Mobissimo
- Company type: Privately held company
- Website type: Travel Metasearch engine
- Available in: English (US, UK, Indian), French, German, Italian, Polish, Spanish, Indian, Japanese, Portuguese (BR)
- Founded: 2004; 22 years ago
- Headquarters: San Francisco, California, {{{location_country}}}
- Area served: Worldwide
- Founders: Béatrice Tarka Lucia Carniglia Svetlozar Nestorov
- Industry: Travel, Internet
- Revenue: Private
- Employees: 10 (2010)
- Website: www.mobissimo.com
- Registration: Optional
- Launched: January 1st, 2004

= Mobissimo =

Travel metasearch engine

Mobissimo was a travel metasearch engine website based in San Francisco, California.

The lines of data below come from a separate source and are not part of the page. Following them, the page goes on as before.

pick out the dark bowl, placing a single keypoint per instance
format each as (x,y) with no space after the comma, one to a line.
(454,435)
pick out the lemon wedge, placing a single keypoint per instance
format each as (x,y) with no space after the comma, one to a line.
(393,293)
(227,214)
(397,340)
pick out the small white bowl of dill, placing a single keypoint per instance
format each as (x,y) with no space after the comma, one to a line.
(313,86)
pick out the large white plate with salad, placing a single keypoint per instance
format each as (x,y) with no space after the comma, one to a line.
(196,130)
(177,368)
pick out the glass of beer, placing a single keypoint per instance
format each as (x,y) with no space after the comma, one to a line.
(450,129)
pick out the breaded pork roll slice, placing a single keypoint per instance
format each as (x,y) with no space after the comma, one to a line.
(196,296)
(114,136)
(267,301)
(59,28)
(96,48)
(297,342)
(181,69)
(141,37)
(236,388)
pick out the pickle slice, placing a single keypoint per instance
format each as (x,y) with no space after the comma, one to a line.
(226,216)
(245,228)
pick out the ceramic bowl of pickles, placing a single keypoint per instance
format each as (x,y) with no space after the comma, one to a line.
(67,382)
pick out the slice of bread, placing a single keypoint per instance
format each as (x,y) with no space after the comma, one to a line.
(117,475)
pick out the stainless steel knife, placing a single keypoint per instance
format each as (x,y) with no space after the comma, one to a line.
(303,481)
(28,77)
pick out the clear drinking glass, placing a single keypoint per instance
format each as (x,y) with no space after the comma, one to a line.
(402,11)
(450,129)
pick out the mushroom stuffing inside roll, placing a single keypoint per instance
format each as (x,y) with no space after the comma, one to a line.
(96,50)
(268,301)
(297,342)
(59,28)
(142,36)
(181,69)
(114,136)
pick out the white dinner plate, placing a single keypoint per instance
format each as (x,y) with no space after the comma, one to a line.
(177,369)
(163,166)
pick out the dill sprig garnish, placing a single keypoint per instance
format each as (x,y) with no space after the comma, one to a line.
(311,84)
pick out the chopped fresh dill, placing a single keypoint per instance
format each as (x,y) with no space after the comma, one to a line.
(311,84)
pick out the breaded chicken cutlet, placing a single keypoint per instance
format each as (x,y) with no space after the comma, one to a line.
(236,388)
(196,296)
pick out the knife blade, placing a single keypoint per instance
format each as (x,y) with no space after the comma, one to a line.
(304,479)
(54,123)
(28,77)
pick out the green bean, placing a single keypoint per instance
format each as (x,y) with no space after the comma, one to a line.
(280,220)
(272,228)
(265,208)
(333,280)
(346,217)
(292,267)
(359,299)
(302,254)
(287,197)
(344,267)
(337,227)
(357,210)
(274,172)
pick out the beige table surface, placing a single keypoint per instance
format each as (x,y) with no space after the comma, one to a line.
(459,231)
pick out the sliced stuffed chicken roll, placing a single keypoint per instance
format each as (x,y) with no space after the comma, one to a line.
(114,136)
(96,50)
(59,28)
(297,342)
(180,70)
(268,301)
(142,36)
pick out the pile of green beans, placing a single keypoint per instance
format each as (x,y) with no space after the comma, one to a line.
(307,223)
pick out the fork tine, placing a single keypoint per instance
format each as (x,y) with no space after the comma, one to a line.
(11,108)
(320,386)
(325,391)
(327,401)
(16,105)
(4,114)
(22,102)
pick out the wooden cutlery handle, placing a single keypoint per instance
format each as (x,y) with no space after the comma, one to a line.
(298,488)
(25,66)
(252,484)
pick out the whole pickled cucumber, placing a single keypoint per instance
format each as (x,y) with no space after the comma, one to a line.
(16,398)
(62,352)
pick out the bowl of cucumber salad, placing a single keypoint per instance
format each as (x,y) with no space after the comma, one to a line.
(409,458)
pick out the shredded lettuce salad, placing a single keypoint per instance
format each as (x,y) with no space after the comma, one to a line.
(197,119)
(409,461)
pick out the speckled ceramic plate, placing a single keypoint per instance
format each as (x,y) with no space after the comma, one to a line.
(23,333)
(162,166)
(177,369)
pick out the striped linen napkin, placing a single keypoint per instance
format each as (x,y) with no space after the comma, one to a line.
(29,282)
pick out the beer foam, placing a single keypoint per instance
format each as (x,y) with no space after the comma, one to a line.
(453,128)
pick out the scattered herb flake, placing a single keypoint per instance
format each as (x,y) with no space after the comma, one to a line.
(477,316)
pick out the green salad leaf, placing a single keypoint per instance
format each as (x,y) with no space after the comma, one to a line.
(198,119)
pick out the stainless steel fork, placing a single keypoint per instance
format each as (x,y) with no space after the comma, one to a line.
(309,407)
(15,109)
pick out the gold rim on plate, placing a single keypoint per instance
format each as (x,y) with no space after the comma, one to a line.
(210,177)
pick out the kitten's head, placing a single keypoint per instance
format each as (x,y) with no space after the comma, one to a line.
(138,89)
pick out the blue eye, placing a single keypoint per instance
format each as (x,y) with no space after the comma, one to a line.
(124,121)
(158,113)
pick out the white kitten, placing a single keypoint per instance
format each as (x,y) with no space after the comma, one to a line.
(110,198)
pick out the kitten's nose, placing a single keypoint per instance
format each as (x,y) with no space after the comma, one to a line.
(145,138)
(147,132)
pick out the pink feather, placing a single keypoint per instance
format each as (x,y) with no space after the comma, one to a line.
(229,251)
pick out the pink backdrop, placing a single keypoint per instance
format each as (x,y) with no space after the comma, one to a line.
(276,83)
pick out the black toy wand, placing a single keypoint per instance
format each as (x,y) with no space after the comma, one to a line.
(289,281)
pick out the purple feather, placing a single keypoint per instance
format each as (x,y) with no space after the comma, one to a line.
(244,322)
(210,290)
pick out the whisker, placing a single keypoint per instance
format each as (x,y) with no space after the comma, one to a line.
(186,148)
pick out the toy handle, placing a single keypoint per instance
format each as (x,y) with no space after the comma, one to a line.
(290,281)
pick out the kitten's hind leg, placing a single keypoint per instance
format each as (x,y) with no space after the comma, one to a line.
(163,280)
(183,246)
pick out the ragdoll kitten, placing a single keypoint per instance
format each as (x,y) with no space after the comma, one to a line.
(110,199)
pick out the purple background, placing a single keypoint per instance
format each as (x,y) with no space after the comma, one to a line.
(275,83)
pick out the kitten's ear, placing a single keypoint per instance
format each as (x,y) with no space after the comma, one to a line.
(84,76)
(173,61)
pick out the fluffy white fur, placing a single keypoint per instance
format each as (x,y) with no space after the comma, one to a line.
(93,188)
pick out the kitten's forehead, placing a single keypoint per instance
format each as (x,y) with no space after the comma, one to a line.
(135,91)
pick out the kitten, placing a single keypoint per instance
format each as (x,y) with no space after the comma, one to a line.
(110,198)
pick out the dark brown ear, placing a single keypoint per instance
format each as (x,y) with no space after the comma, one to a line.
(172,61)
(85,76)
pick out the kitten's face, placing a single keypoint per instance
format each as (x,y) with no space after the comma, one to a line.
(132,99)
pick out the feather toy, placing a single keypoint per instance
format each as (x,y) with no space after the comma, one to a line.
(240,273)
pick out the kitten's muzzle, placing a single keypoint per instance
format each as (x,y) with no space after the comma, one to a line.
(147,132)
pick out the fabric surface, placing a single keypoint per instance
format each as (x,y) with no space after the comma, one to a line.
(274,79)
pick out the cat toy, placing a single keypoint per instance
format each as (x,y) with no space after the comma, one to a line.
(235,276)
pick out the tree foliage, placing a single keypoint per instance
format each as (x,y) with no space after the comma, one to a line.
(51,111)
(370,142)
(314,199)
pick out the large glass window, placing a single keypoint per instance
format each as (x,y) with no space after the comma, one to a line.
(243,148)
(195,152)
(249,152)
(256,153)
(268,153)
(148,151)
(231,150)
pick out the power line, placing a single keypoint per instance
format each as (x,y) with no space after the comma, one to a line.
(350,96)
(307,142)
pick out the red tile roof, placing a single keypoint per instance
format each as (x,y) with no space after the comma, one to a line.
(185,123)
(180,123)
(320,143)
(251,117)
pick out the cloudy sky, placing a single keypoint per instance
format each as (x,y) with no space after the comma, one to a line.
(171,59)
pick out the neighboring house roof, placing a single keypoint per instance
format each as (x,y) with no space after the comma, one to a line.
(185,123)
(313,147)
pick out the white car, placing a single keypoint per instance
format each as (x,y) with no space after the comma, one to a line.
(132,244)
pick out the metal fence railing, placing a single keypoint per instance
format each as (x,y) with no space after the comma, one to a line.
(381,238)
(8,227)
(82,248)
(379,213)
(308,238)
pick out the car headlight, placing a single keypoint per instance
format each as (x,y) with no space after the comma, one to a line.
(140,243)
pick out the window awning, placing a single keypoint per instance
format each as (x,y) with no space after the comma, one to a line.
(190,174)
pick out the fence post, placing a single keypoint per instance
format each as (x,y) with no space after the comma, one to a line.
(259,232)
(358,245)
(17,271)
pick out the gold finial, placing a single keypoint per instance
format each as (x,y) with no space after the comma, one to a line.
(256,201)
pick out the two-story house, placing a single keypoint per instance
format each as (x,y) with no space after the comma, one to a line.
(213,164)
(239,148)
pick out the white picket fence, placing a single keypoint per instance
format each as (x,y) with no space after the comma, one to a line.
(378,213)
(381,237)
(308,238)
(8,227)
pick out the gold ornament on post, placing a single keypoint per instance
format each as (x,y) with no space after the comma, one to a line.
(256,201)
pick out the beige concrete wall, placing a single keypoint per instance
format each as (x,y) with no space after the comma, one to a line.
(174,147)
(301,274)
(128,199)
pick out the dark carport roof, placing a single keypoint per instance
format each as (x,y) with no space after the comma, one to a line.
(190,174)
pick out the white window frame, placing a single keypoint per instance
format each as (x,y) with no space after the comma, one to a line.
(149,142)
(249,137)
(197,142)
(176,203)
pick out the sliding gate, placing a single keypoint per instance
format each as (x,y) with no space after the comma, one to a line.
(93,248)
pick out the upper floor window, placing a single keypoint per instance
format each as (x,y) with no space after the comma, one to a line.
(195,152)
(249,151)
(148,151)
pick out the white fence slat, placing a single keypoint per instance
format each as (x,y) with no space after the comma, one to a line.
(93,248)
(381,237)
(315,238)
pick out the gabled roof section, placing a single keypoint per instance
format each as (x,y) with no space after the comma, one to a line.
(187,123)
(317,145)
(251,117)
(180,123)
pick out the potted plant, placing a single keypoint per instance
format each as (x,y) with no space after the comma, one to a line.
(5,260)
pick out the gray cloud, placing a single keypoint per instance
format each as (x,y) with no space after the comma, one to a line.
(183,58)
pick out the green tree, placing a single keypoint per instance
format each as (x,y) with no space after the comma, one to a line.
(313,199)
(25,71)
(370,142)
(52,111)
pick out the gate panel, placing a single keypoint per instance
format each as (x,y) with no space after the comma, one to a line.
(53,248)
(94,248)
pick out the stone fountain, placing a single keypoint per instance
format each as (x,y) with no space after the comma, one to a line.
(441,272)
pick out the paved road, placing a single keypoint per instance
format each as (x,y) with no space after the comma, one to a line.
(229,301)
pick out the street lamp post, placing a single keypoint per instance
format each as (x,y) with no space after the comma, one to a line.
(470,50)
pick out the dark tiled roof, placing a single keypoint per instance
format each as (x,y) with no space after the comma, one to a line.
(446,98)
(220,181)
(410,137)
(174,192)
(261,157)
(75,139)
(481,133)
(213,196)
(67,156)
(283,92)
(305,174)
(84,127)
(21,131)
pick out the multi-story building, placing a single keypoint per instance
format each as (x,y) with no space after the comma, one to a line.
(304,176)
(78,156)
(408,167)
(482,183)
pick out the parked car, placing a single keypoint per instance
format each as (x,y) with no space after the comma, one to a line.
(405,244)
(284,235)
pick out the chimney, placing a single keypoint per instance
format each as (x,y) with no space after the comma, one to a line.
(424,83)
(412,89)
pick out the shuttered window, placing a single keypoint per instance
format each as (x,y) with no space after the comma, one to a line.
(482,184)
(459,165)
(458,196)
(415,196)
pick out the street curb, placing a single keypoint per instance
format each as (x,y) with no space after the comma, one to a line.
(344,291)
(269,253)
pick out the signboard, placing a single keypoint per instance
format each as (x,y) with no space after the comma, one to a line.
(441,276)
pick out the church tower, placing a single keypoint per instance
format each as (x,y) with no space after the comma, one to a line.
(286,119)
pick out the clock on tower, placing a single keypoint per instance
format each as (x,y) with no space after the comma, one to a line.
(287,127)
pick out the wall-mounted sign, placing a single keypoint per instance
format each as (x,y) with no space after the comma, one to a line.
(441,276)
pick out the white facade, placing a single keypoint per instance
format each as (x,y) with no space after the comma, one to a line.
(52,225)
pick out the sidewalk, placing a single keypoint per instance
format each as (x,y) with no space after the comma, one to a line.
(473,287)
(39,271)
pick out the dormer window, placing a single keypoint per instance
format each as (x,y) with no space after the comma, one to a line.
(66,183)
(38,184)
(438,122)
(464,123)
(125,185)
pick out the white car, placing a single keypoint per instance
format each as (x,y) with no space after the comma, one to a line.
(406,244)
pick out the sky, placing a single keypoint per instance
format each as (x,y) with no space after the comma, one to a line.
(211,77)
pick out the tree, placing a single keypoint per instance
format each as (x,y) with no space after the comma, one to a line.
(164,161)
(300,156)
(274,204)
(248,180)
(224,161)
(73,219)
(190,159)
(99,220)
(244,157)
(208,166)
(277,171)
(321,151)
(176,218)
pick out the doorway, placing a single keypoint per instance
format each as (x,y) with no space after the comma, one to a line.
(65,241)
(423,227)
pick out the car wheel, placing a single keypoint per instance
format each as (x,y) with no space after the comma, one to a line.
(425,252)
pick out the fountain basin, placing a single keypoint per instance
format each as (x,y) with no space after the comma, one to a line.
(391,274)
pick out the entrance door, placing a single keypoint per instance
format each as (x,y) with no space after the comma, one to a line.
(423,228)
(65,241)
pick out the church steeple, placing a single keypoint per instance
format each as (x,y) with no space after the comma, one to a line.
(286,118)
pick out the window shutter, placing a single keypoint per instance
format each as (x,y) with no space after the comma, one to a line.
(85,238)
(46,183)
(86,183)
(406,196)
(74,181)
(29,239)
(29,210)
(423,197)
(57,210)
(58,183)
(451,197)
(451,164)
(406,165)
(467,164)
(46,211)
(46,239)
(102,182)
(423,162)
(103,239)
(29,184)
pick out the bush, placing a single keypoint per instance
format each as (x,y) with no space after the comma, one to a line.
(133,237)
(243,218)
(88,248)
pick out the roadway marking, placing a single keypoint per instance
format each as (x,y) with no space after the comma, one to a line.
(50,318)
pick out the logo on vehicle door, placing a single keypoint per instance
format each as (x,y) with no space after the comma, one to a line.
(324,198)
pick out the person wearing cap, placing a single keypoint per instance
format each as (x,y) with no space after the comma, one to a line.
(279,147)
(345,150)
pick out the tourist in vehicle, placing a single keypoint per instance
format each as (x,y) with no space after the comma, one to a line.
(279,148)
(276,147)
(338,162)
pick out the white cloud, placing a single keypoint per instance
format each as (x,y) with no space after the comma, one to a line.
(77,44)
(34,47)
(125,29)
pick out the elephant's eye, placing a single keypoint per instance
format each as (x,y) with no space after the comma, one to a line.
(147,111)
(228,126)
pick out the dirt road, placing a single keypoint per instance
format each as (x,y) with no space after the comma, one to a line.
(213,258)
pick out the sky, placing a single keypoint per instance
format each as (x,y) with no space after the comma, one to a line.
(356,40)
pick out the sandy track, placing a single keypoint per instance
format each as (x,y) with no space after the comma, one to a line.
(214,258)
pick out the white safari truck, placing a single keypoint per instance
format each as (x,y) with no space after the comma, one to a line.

It allows consumers to compare prices on flights, hotels, and car rentals. The company offers country-specific websites in North America, Brazil, Mexico, France, Italy, Poland, Spain, Germany, the UK, India and Japan.

==History==
The site was founded in 2004 with $1 million of seed money from Benhamou Global Ventures, Cambrian Ventures and Index Ventures.

==Recognition==
- In 2010, the Chicago Tribune quoted it as one of the “3 Leading Search Engines” for travel.

- TechCrunch said it would “out execute” Kayak.com.